Bien entendu, il peut
exister des erreurs dans la science simple mais ces erreurs sont débattues dans
des forums internes qui monopolisent la rationalité. Si des insuffisances en
sortent, elles sont attribuées à l’état d’avancement incomplet de la science.
Elles seront donc utilisées comme de nouvelles impulsions qui permettront à la
science d’avancer sans remettre en cause le monopole de sa connaissance, bien
au contraire, puisqu’elle sera renforcée et stabilisée par la crise qu’elle
viendra de gérer. Il ne restera plus alors qu’à imposer, de façon autoritaire,
les nouveaux résultats à l’extérieur.
Mais, et c’est là la thèse
de Beck, cette phase de la science est terminée. Dorénavant, nous sommes entrés
dans la science réflexive, dans l’interdisciplinarité qui place la science et
la technique au rang des causes possibles des problèmes et des erreurs. Les
fautes et erreurs ne sont plus, comme précédemment, l’occasion d’évolutions. Au
contraire, cette fois elles font exploser les rapports de pouvoir. L’évolution
scientifico-technique devient un problème : on scientificise la scientificisation en la considérant comme un
problème.[10]
Dorénavant, les
contradictions entre les sciences vont apparaître au grand jour et les champs
d’application vont se recouper. Des sciences vont se permettre d’en critiquer
d’autres. La gestion des erreurs ne se fera plus dans les comités internes
d’une discipline spécialisée. On va voir de nouvelles structures de répartition
de pouvoirs entre la théorie, la pratique et le politique. Entre les sciences,
les concurrences vont s’exacerber, au détriment de la reconnaissance et du
traitement social des risques. Pourtant, les risques vont être mis en évidence à
leur tour, mais par le grand public. L’opinion publique va imposer la
reconnaissance des risques : les
risques reposent sur des définitions et des relations qui ne sont pas internes
aux sciences mais propres à la société toute entière.[11]
Il y a pourtant quelque
chose de plus. Dans la première phase de la science, des critiques extérieures
existaient mais elles étaient le fait de profanes. Cette fois, on constate une
scientificisation des protestations contre la science. La critique est
scientifiquement fondée et elle affronte la science avec les armes de la
science. La science s’autofustige et elle doit faire face à un rempart
politique, surtout si elle a des applications pratiques.
Pour ces raisons, la
crédibilité de la science auprès du public diminue mais, dans le même temps,
elle s’ouvre de nouveaux domaines d’effectivité : ce sont de formidables
opportunités d’expansion. Voilà donc la science relancée dans sa recherche, à
travers ses propres contradictions : La
gestion publique des risques liés à la modernisation est la voie de la
transformation des erreurs en opportunité d’expansion.[12]

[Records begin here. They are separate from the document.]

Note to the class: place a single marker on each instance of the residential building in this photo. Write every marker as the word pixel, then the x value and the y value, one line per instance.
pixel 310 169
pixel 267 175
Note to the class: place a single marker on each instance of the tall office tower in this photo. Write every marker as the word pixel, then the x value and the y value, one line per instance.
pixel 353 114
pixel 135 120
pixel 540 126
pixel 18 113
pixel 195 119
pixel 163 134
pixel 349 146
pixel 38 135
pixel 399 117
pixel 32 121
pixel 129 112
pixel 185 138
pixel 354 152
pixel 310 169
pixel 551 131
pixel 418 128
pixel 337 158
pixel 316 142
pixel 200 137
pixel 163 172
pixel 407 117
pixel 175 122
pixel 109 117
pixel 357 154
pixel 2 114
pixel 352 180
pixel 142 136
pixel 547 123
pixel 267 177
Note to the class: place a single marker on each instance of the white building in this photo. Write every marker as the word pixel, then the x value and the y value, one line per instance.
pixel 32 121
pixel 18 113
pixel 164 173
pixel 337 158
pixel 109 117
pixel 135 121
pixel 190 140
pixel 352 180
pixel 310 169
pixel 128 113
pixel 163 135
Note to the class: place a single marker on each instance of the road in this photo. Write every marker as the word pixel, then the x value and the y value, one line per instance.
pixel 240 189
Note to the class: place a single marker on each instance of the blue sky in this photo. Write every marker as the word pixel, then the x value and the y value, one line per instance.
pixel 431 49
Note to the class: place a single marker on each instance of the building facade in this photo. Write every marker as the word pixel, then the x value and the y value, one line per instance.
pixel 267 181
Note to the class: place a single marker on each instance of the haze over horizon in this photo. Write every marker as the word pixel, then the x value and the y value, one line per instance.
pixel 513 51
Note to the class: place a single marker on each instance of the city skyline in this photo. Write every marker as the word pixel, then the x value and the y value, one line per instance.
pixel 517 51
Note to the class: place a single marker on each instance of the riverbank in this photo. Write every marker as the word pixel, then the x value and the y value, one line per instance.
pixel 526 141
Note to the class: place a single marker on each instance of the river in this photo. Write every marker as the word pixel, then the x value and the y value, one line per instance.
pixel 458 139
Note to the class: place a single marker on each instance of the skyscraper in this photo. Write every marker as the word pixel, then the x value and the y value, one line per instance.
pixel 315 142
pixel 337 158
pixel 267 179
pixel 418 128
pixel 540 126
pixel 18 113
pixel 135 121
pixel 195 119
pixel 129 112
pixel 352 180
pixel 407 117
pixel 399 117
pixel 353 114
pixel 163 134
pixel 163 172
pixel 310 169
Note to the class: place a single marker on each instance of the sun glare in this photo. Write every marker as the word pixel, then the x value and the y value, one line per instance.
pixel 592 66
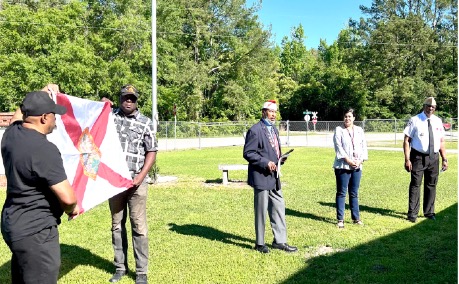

Il n’est pas question ici de
fables. Il est question d’une multitude de discours qui co-existent et quoi
doivent être régulés par la raison, par la réflexivité. La proclamation
scientifique des risques n’est pas un mythe. Giddens aussi prend au sérieux la
possibilité d’une apocalypse générée par la science des hommes.
Par contre, chez
Giddens il est possible de déceler une forme de hiérarchisation dans les
déclarations de la science. Ici aussi, la science n’est pas considérée comme
une fable. La technologie a un dynamisme propre important mais, une fois
installée, elle a également une forte inertie. La science développe
d’innombrables applications mais celles-ci semblent incontrôlables d’autant
qu’elles s’attaquent maintenant à la nature humaine elle-même. Giddens apporte
une solution très différente de celle de Beck : il fait intervenir la
morale là où Beck avait misé sur la capacité de la science à
s’autodominer : Si l’on veut éviter
des dégâts sérieux et irréversibles, il faudra s’attaquer non seulement à
l’impact externe, mais également à la logique de développement technologique et
scientifique incontrôlé. L’humanisation de la technologie impliquera
probablement l’introduction de la dimension
morale dans la relation aujourd’hui largement « instrumentale »
entre les êtres humains et l’environnement créé[13].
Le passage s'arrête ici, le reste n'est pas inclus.